Le signe du lavement des pieds : Jean 13, 1-15
Les lectures : Exode 12, 1-8.11-14 ; Psaume 115 (116) ; 1 Corinthiens 11, 23-26
Les citations bibliques sont tirées de la Traduction liturgique officielle.

Nous arrivons à cette célébration du Jeudi saint avec des idées claires : nous venons faire mémoire de « la première fois », le moment où Jésus a fait don de sa présence réelle pour les siècles des siècles. Notre dévotion eucharistique est digne d’éloges, car elle nous centre sur le don de Dieu transmis par Jésus pour le salut du monde. Cette piété eucharistique va à l’essentiel. Mais cela n’épuise pas le contenu biblique de la fête.

Certes, au fil des lectures bibliques, nous grapillons quelques données, quelques idées sur le don du corps et du sang. Mais l’évangile nous déboussole un peu. Le geste de service posé par Jésus nous semble une distraction. Nous voilà déconcentrés. D’autres préoccupations sont soumises à notre attention par Jésus-serviteur. À bien y penser, ce récit est un rappel salutaire. Il ne sert pas à grand-chose de nous centrer sur le don de Jésus si nous négligeons nos sœurs et nos frères qui ont besoin. Besoin de considération. Besoin de secours directs. Besoin d’encouragement. Les profondes méditations qui ne se traduisent pas en gestes concrets ne font pas tellement avancer le monde. Et Dieu sait si le monde a besoin de ces témoignages actifs!

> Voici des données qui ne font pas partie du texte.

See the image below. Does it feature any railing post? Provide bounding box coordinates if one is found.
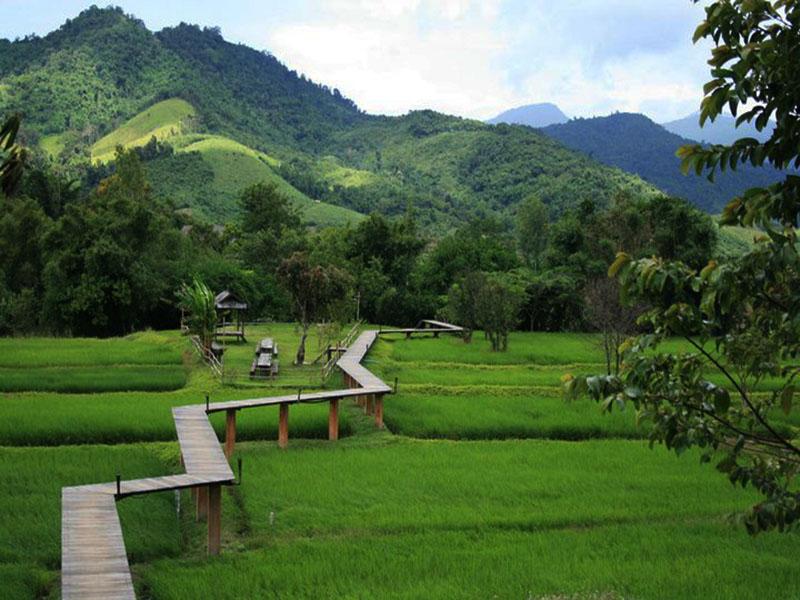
[225,409,236,459]
[194,485,208,521]
[278,404,289,448]
[207,483,222,556]
[328,398,339,441]
[375,394,383,429]
[364,394,374,415]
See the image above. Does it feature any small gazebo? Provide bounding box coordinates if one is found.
[214,290,247,342]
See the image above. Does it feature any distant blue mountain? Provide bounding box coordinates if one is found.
[663,113,772,146]
[541,113,784,213]
[486,102,569,127]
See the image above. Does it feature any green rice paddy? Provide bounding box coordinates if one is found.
[0,324,800,600]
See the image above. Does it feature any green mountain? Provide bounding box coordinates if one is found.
[0,8,655,231]
[541,113,781,213]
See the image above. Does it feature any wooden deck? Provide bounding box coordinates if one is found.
[61,321,463,600]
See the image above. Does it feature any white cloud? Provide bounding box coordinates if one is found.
[267,0,518,116]
[264,0,706,120]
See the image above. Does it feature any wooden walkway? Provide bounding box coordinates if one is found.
[61,321,464,600]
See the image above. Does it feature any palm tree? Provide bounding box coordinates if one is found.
[178,278,217,350]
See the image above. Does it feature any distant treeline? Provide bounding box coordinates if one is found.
[0,146,717,336]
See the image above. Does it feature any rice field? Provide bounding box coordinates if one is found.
[0,324,800,600]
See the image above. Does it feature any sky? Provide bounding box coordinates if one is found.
[0,0,709,122]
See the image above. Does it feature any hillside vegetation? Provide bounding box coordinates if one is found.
[0,323,799,600]
[91,98,197,162]
[0,8,654,232]
[542,113,782,213]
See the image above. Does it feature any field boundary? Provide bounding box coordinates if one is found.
[61,320,465,600]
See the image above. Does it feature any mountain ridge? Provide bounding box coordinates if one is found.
[486,102,569,128]
[661,112,772,146]
[0,8,657,232]
[541,113,782,214]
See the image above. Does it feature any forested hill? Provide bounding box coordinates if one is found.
[541,113,780,213]
[0,8,654,231]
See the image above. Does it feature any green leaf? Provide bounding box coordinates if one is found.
[608,252,631,277]
[781,385,794,415]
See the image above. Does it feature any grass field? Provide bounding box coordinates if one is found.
[0,324,800,600]
[91,98,197,162]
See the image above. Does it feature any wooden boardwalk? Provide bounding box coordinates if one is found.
[61,321,464,600]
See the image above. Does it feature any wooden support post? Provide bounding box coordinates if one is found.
[194,485,208,521]
[225,410,236,460]
[375,394,383,429]
[207,483,222,556]
[278,404,289,448]
[328,398,339,441]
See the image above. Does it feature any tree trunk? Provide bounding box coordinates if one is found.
[294,325,308,365]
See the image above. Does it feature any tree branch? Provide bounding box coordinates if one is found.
[683,335,800,456]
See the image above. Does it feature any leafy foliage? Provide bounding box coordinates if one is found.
[178,278,217,348]
[278,252,349,365]
[567,0,800,532]
[542,113,782,213]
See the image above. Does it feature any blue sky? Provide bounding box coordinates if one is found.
[0,0,708,121]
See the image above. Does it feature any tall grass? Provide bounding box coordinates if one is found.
[138,521,800,600]
[0,334,181,369]
[231,438,764,548]
[384,389,648,440]
[0,365,186,394]
[0,444,181,568]
[0,389,351,446]
[139,438,800,600]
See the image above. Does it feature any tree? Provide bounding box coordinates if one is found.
[278,252,349,365]
[43,148,180,335]
[0,114,27,196]
[177,278,217,350]
[566,0,800,533]
[583,277,638,375]
[239,183,303,275]
[474,273,523,352]
[421,219,519,294]
[517,196,549,271]
[443,272,486,344]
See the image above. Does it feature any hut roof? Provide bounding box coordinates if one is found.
[214,290,247,310]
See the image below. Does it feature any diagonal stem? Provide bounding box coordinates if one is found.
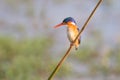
[48,0,102,80]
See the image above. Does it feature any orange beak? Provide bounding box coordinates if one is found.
[54,23,65,28]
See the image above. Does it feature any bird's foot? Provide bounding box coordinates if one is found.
[70,43,74,46]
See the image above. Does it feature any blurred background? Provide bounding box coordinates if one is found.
[0,0,120,80]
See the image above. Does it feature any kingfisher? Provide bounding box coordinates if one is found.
[54,17,81,50]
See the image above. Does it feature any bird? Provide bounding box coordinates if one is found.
[54,17,81,50]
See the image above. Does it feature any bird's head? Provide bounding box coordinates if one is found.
[54,17,76,28]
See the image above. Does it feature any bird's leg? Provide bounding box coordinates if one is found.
[70,42,74,46]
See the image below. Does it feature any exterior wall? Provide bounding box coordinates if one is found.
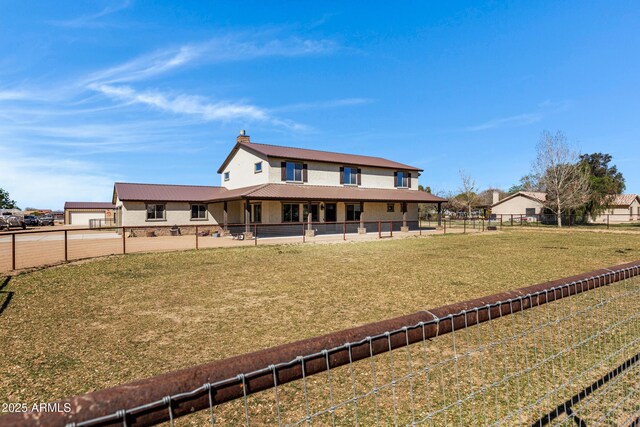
[491,196,543,215]
[64,209,114,226]
[593,199,640,223]
[116,201,222,227]
[220,148,270,190]
[264,158,418,190]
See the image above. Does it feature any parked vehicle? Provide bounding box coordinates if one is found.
[38,215,53,225]
[0,212,27,230]
[24,215,40,227]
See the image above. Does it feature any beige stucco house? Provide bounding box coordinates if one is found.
[491,191,546,218]
[593,194,640,223]
[113,131,446,236]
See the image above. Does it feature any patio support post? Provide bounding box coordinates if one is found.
[244,199,251,233]
[222,202,227,231]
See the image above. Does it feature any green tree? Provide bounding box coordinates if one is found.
[580,153,626,218]
[0,188,19,209]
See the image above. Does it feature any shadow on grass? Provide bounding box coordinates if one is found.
[0,276,14,316]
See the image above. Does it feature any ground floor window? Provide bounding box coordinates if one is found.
[302,203,320,222]
[251,203,262,222]
[147,203,165,221]
[191,205,207,219]
[282,203,300,222]
[346,203,361,221]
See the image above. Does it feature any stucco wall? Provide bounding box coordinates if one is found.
[119,201,221,227]
[220,148,270,189]
[269,158,418,190]
[491,196,543,215]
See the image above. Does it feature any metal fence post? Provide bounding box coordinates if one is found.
[11,233,16,270]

Heureusement pour nous, les lectures bibliques de la messe du soir en mémoire de la Cène du Seigneur contiennent toutes une bonne dose d’allusions au savoir-faire. Il y a le savoir-faire des temps anciens. Par exemple : comment éviter les conséquences néfastes du passage de Dieu qui défie Pharaon? Il y a aussi le savoir-faire d’actualité. Comment rendre au Seigneur tout le bien qu’il m’a fait? Comment inscrire dans la mémoire des disciples à venir la Nouvelle alliance? Comment comprendre où Jésus voulait amener ses disciples?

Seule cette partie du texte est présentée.